I just watched that entire scene just a few days ago and you’re right, there’s no blood or anything.

And i think it goes together with the fact that his body just crumbled and broke into dust instead of collapsing like a normal body would. There’s something to it, i’m sure. 

The question then becomes - did it turn to dust because it had been dead for a really long time and without the fly there was nothing holding it together any more? Or because it wasn’t a “real” body in the first place? Or is the reason simply because Scott bit him and “changed the body”? That didn’t happen with Satomi - she wasn’t an alpha at the time either and simply held Rhys steady using her claws to his back - much in the same way that Peter and Derek did to Jackson actually come to think of it… 

As soon as he was stabbed the fly that was animating him escaped and that was when the body turned to dust. Compare it to what happened to Rhys and it’s a whole other story. His bandaged body was also animated by the fly and when it was driven out his body also fell to the floor, but it didn’t crumble. In fact Noshiko hid it in the wall and Stiles and Malia found it decades later where it looked like it had been decomposing in a normal kind of way.

I’ve been thinking for a while that there’s something strange going on with Stiles and perhaps there’s been more of him throughout time. Lots more. Like Orphan Black more.

I’ve been seeing him next to cyclones all  through my season 2 rewatch. Cyclones in itself is interesting and there might be a connection there but what if it’s a double meaning. Or a meaning plus a clever play on words? cyCLONE.

This image from the 2006 yearbook has been haunting me for ages

Let’s zoom in on number 24 right under that cyclone. And with the lacrosse ball right under it, it looks like an exclamation point. and the word “cyclone” has been cut so it basically says “clone”. 

Home of the Beacon Hills Clones… what if it literally is just that?

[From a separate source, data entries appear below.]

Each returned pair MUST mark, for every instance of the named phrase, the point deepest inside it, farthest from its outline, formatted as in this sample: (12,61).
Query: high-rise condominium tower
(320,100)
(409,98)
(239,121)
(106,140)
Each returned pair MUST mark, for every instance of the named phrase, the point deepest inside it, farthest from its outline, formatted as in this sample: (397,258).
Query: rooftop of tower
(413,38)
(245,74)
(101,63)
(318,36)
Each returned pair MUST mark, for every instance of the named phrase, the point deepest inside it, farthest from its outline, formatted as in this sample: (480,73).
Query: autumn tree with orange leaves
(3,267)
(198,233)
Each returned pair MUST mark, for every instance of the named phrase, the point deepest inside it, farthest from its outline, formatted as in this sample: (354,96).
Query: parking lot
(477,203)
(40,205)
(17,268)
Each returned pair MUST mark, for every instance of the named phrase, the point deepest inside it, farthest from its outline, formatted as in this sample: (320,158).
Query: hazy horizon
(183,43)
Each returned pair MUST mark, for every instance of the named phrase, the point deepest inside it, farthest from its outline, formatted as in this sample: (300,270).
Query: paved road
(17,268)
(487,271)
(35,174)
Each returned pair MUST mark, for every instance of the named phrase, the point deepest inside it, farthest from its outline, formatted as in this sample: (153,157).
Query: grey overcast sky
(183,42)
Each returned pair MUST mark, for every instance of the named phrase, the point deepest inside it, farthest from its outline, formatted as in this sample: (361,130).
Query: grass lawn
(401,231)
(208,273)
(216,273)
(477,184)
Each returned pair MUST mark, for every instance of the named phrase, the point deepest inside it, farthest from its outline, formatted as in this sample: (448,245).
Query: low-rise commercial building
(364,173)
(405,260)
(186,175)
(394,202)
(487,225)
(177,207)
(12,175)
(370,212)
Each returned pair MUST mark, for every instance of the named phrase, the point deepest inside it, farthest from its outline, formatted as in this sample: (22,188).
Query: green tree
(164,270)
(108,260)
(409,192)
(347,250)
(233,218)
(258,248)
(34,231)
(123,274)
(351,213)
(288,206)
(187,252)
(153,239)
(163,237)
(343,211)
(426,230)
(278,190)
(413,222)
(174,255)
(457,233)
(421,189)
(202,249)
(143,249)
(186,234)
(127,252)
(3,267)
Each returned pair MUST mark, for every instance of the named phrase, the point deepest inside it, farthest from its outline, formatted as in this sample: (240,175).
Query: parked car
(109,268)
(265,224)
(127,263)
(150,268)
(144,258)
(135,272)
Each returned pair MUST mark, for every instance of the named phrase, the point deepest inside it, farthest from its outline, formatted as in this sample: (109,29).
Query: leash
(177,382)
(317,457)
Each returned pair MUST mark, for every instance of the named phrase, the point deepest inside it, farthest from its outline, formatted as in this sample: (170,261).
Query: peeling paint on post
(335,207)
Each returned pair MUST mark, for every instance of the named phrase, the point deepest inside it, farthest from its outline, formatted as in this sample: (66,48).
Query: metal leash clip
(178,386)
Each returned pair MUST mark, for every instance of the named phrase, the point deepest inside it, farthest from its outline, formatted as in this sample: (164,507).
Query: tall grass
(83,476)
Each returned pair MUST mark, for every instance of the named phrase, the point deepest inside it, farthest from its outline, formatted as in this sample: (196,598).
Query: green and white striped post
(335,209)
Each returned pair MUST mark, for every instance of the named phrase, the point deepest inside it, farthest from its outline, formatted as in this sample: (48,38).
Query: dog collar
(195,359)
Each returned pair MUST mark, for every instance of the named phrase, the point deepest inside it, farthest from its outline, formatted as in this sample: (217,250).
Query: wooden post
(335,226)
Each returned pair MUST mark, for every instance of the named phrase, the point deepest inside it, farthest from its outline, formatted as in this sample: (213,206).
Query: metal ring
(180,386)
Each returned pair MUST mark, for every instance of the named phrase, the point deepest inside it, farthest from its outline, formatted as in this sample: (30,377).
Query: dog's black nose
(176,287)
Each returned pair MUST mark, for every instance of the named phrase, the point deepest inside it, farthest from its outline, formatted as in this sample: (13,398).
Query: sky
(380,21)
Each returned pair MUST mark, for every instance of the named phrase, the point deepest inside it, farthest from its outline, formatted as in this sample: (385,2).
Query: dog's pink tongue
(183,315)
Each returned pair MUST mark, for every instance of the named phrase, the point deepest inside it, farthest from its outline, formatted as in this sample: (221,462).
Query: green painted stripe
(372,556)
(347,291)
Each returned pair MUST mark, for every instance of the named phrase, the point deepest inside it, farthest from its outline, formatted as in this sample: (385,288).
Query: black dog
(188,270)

That looks an awfully lot like Stiles. but this is the 2006 yearbook. In the episode 2x08 where this is shown the year is 2011 and Stiles is a sophomore and 16 years old. If that is Stiles he might have been at school at the same time as Derek. The fire was six years ago that is true, but what if the stiles in this photo is a sophomore or older then he would have been in high school at the time of the fire. Is this why he remembers it so readily when they first meet Derek? And also why he recognizes him? And could this also explain the comment about “he’s just a few years older than us”. Is it residual memories of a previous clone-body? I know that the pilot script had Derek described as 19 years old, so this is probably way off base, but it amuses me and gives me all kinds of fun fic ideas that i will never turn into anything other than a rough draft. </ramble>

calicokat-teenwolf​ actually touched upon clones in a post the other day as well, so i know i’m not the only one playing with thoughts on this (and that is strangely comforting because sometimes i do think i’m taking things to far. but at least i’m not alone in my madness :))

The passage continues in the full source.